知り尽くしていることを、無駄な希望にすがって無闇に荒立てるつもりは更々なかった。人は死ぬ。死んで、新たな命になるだろう。そして、その死ぬ瞬間を何千と見てきた呂布にとって、死とは覆すことのできないものである。


「生きているのならば治せます。私は神官です!」


「神官・・・・・・だと? 易者の類か?」


「神に仕える者です。神の祝福を受けることができます。もしかしたら、私ならばその方を治療できるかもしれません。お願いします。早く」


 出会ってから、一番必死な懇願だった。自分が犯されると警戒していた当初よりも、より強く、女は人の命を救うことを望んだ。

 呂布は突然の申し出に困惑が冷めないまま、言葉を紡ぐ。

 女の表情は力強さと裏腹に、苦悶に満ちていた。立つ力も乏しいのか、草原に膝をついたまま、顔だけを呂布に向けていた。


「貴様自身が怪我しているだろうが」


「これは、セードルフの追っ手にやられたのです。自分の魔力では、自分自身を治せませんから。ですが、他の方になら、力を使えます」


「貴様はセードルフの、この腐った貴族の仲間ではないのか?」


「やはり、私のことを知らないのですね」


 無表情を作りながら、女が言葉を搾り出す。

 呂布はその所作の意味を捉えることはできなかった。

 女は少しだけ俯けていた顔を再度上げ、懸命に足を動かす。

 家を背にしながら対峙するようにして、フードをとり、女が宣言した。


「私は・・・ウィッシュトティア。トロワランス教会に所属している者です。命をこれ以上、無駄にさせたくないのです。お願いします。助けられる方を見捨てるのは、もう嫌です!」


 本気の気持ちを乗せた言葉が、呂布の心を揺さぶった。

 先程までの自問を、繰り返しているような気持ちにさせられた。

 ウィッシュトティアと名乗った女は、朱色に煌く金髪を風になびかせて、思い切りよく頭を下げた。

 懇願、といっていいほどの願いだった。

 本気の願いが、呂布に伝わった気がした。


「・・・・・・理解できんが、期待はしよう。ただし、おかしな行動をしたら容赦はせん」


「わかりました。早く!」


 互いに眉間に皺を寄せたまま、両者が歩み寄った。

 呂布はウィッシュトティアを手招きし、家の門前まで案内する。

 丘の上では、むせび泣く声が響いていた。


 やはり、助からないのではないか。

 呂布は先ほどよりも一層白くなっているキノンの顔を見て、そう痛感した。

 レノンとガノンもそのことをようやく理解したのだろう。助けるためのものから、声が悲劇を謳うものに性質を変えていた。


「この方ですね」


 走った勢いのまま、倒れこむように女がキノンに近づく。

 突然の来客にレノンが涙を流しながら、敵意を顕にした。


「なんだ。お前さんは・・・・・」


「自己紹介はあとです。静かにしていてください。まだ助かります」


 淡々と述べ、ウィッシュトティアが儀式を開始する。

 呂布が戦闘で聞いた雑音よりも、より精緻な音の調べが女の口から次々と飛び出してくる。
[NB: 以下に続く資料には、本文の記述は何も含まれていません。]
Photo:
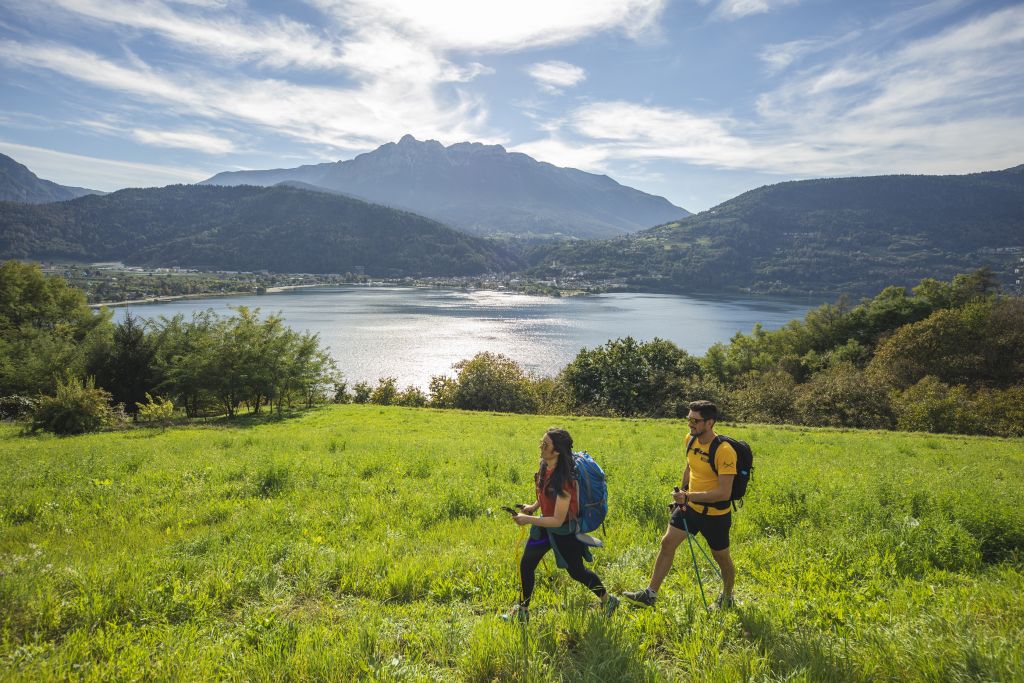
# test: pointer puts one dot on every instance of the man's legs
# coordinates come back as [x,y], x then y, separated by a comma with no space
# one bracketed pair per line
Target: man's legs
[728,570]
[673,537]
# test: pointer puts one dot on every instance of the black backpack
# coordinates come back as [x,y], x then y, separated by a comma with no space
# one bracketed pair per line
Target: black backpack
[744,467]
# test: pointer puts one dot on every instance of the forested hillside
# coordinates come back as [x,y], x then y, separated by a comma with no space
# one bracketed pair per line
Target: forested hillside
[480,188]
[827,236]
[285,229]
[17,183]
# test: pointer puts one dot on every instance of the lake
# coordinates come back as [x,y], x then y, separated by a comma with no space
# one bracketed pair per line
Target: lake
[415,333]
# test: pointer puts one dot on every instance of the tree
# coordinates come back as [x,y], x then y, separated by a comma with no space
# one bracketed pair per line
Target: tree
[493,382]
[46,330]
[629,378]
[843,396]
[978,344]
[129,370]
[765,397]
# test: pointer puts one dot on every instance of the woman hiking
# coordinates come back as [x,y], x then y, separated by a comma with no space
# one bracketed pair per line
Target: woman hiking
[559,503]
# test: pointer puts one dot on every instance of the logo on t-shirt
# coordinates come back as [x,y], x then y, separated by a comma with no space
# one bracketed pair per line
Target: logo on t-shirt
[704,455]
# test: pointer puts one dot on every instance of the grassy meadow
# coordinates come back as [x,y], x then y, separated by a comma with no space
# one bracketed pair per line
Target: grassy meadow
[360,542]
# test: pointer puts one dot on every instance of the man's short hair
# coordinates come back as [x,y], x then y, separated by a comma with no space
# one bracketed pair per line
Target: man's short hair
[708,410]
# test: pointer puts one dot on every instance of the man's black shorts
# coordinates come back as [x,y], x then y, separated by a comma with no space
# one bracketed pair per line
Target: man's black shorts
[713,527]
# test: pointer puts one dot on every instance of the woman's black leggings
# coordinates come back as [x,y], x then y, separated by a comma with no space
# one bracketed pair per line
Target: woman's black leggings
[571,549]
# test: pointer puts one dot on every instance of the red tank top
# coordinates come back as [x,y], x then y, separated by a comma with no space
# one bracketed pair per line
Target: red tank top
[548,502]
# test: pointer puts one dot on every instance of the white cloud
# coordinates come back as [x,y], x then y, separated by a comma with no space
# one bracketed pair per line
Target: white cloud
[734,9]
[553,76]
[592,158]
[946,103]
[197,141]
[350,119]
[496,26]
[275,43]
[395,67]
[96,173]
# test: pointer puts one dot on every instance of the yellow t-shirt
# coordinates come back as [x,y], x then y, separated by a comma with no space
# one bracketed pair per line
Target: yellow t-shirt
[702,477]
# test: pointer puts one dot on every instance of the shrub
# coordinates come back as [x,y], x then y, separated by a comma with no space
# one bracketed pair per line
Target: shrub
[412,397]
[360,392]
[16,407]
[765,397]
[844,396]
[493,382]
[630,378]
[77,408]
[1001,412]
[155,410]
[934,407]
[442,390]
[385,392]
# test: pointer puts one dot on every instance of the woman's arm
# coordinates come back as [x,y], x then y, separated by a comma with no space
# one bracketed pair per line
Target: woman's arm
[554,521]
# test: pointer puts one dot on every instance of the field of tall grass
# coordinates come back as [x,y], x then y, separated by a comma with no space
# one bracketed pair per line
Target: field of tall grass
[366,542]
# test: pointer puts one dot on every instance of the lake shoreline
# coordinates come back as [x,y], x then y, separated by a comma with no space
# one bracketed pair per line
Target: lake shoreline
[200,296]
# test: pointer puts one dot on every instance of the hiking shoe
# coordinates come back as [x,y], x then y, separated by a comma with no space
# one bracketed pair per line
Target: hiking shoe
[610,605]
[518,614]
[643,597]
[723,601]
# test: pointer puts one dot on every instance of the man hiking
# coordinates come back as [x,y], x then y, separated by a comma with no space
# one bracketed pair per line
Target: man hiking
[694,511]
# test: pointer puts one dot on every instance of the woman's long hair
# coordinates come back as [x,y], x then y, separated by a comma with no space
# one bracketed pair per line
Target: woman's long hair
[563,470]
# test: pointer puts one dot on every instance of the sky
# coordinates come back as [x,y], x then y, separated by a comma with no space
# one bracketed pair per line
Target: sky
[696,100]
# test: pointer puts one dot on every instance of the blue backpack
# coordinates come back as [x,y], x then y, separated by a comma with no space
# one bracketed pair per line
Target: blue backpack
[593,491]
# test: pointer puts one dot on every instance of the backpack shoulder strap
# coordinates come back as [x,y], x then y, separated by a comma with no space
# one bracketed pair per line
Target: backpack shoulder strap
[712,450]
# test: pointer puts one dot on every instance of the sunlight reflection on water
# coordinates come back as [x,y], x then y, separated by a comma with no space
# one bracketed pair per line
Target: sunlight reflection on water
[414,333]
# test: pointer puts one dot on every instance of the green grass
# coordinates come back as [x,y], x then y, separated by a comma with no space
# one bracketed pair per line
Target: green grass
[367,542]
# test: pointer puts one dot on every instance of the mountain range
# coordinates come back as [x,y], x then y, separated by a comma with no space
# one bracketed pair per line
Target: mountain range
[479,188]
[282,228]
[824,236]
[17,183]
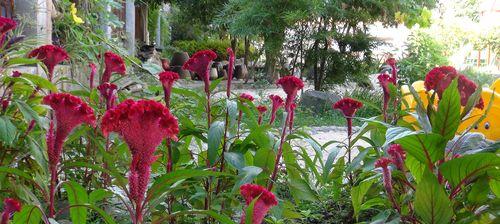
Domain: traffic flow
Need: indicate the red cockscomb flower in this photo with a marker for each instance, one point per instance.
(167, 80)
(230, 70)
(10, 206)
(262, 205)
(291, 85)
(384, 81)
(93, 71)
(50, 55)
(108, 93)
(262, 109)
(113, 64)
(70, 112)
(392, 62)
(143, 125)
(439, 78)
(200, 63)
(348, 107)
(397, 155)
(277, 102)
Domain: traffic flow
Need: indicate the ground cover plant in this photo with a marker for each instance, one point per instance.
(95, 153)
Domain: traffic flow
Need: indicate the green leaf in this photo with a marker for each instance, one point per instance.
(447, 117)
(458, 170)
(247, 174)
(431, 202)
(76, 195)
(29, 214)
(7, 130)
(215, 134)
(358, 193)
(235, 159)
(41, 82)
(164, 182)
(98, 195)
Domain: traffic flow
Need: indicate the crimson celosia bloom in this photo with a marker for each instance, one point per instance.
(277, 102)
(70, 112)
(93, 71)
(10, 206)
(200, 63)
(113, 64)
(50, 55)
(397, 155)
(167, 80)
(384, 81)
(291, 85)
(261, 109)
(439, 78)
(108, 93)
(348, 107)
(262, 205)
(392, 62)
(143, 125)
(230, 70)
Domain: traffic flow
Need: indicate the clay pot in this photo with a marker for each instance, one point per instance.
(179, 58)
(165, 64)
(183, 74)
(240, 71)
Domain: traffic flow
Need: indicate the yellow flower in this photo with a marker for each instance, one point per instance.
(73, 12)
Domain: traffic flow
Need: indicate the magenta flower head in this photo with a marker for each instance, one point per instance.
(70, 112)
(397, 155)
(291, 85)
(108, 93)
(10, 206)
(50, 55)
(16, 74)
(261, 109)
(277, 102)
(265, 202)
(230, 70)
(113, 63)
(93, 71)
(143, 125)
(200, 63)
(392, 62)
(384, 80)
(167, 80)
(439, 78)
(348, 107)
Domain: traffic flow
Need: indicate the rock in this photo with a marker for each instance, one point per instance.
(240, 71)
(318, 101)
(179, 58)
(183, 74)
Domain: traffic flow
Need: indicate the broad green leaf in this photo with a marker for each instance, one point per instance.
(235, 159)
(41, 82)
(76, 195)
(247, 174)
(358, 193)
(7, 130)
(447, 117)
(29, 214)
(215, 134)
(458, 170)
(426, 148)
(431, 202)
(164, 182)
(98, 195)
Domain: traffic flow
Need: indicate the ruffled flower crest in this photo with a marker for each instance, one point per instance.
(263, 204)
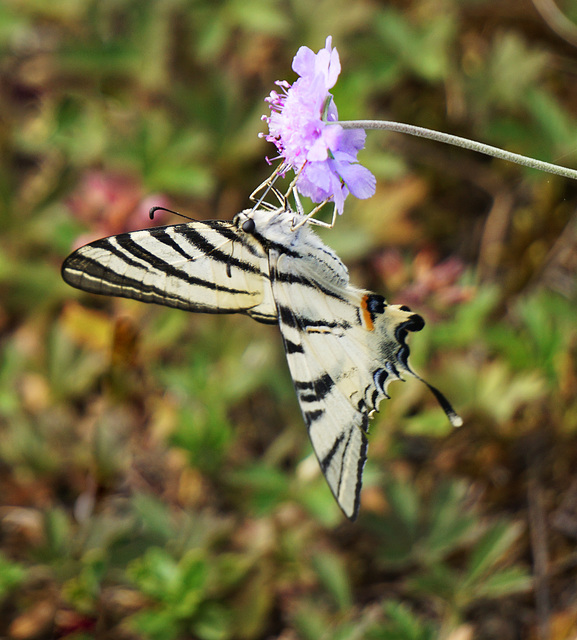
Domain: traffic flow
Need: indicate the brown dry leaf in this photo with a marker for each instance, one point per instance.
(86, 327)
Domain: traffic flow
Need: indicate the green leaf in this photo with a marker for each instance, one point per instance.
(504, 583)
(333, 574)
(212, 622)
(11, 575)
(490, 550)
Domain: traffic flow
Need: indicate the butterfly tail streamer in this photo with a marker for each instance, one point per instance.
(454, 418)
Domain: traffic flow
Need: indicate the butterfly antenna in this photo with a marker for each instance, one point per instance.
(266, 186)
(153, 210)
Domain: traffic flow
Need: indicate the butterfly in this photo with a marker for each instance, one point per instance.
(344, 345)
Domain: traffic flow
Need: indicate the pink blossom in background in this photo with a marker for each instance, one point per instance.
(111, 203)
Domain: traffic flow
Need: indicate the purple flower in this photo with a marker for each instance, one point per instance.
(323, 155)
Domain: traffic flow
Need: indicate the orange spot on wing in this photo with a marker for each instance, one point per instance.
(369, 324)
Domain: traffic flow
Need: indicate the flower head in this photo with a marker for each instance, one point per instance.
(323, 155)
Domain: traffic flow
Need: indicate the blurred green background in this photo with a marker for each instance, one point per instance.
(156, 480)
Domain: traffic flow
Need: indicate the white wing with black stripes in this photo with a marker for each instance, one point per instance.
(209, 267)
(343, 345)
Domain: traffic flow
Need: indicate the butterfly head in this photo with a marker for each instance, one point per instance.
(276, 226)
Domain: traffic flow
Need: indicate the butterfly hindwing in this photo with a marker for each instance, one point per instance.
(343, 346)
(211, 267)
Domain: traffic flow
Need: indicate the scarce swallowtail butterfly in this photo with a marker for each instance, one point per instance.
(343, 345)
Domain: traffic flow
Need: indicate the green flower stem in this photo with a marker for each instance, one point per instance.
(465, 143)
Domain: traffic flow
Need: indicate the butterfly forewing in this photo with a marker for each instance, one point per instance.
(209, 267)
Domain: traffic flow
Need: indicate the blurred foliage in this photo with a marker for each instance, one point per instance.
(155, 473)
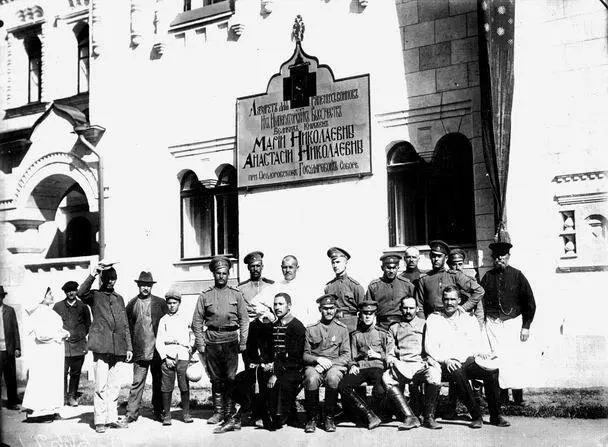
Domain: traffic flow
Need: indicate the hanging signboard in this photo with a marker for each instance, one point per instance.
(307, 126)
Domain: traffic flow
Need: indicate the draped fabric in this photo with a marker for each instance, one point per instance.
(496, 31)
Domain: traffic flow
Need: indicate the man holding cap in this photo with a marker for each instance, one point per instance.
(509, 308)
(110, 342)
(144, 312)
(77, 321)
(368, 347)
(388, 290)
(10, 349)
(326, 355)
(223, 311)
(430, 287)
(349, 293)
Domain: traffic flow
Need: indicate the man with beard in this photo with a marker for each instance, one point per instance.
(430, 287)
(348, 291)
(453, 340)
(326, 355)
(110, 342)
(77, 321)
(509, 308)
(144, 312)
(388, 290)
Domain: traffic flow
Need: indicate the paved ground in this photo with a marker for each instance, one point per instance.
(75, 431)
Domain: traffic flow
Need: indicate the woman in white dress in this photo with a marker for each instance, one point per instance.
(44, 391)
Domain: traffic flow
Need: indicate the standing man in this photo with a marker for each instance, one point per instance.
(368, 346)
(348, 291)
(77, 321)
(144, 312)
(430, 287)
(411, 258)
(10, 349)
(388, 290)
(326, 355)
(407, 365)
(509, 308)
(453, 340)
(110, 342)
(222, 310)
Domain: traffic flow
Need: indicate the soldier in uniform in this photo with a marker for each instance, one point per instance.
(223, 311)
(411, 258)
(368, 346)
(348, 291)
(388, 290)
(326, 355)
(408, 366)
(430, 287)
 やがてそれらは光の帯となり、キノンの周囲を旋回し始める。

 癒しの光が徐々に光度と濃度を増して行くと、加速度的に言葉の量も増えていく。

 あまりの多さに驚きながらも、呂布は目を閉じ、集中する女をじっと見据えていた。

 音がいくつも折り重なり、女が手を掲げた。次いで、目を見開き、宣言する。


「神の癒しを!」


 言葉と同時に掌を、キノンの背中に押し付ける。

 接触の限界まで押し付けられた手の下から、帯の光と同等の光度が溢れ出てくる。

 それは、呂布にとって尋常でない気配の奔放だった。


「なんと、こんなことがあるのか」


「おぉぉぉ、奇跡だっ」


「傷が、うつぶせのまま傷口がふさがっていくぜ」


 嬉しそうに叫ぶレノンとガノンの言うように、傷口は尋常でない速度で修復し始めていた。

 傷が光の中でひとりでに蠢き、接合していく様は三者にとって奇跡そのものだった。

 レノンとガノンは抱き合うように経過を見守っている。


「すいません、傷口だけでは、ダメでして。生気がなくなりすぎている、のです。申し訳ありませんが、どなたかの命を分けて頂けませんか」


 息苦しそうに女がつぶやく。

 相当疲弊しているのか、声に活力はなく上体を起こしているのが精一杯のように呂布には思えた。


「お、俺のをやる!」


「俺のだ! 俺は元気が有り余ってる! 頼む!」


「好きに使え」


「ありがとう、ございます」


 ウィッシュトティアが朗らかに笑う。

 レノン、ガノンの手を掴み、何やら呟くと、キノンの顔色が徐々に正規を取り戻していく。

 奪われたはずの生命力は決して少なくないはずだが、二人は兄弟の命が救われていくことを実感し、涙をこぼしていた。


「終わり、です」


 一言、絞り出した声と共に、光が霧散する。

 光が消えたあと残ったのは、虫の音色と火の粉の音、そして。

 満足げに寝息を立てるウィッシュトティアとキノンの姿がそこにはあった。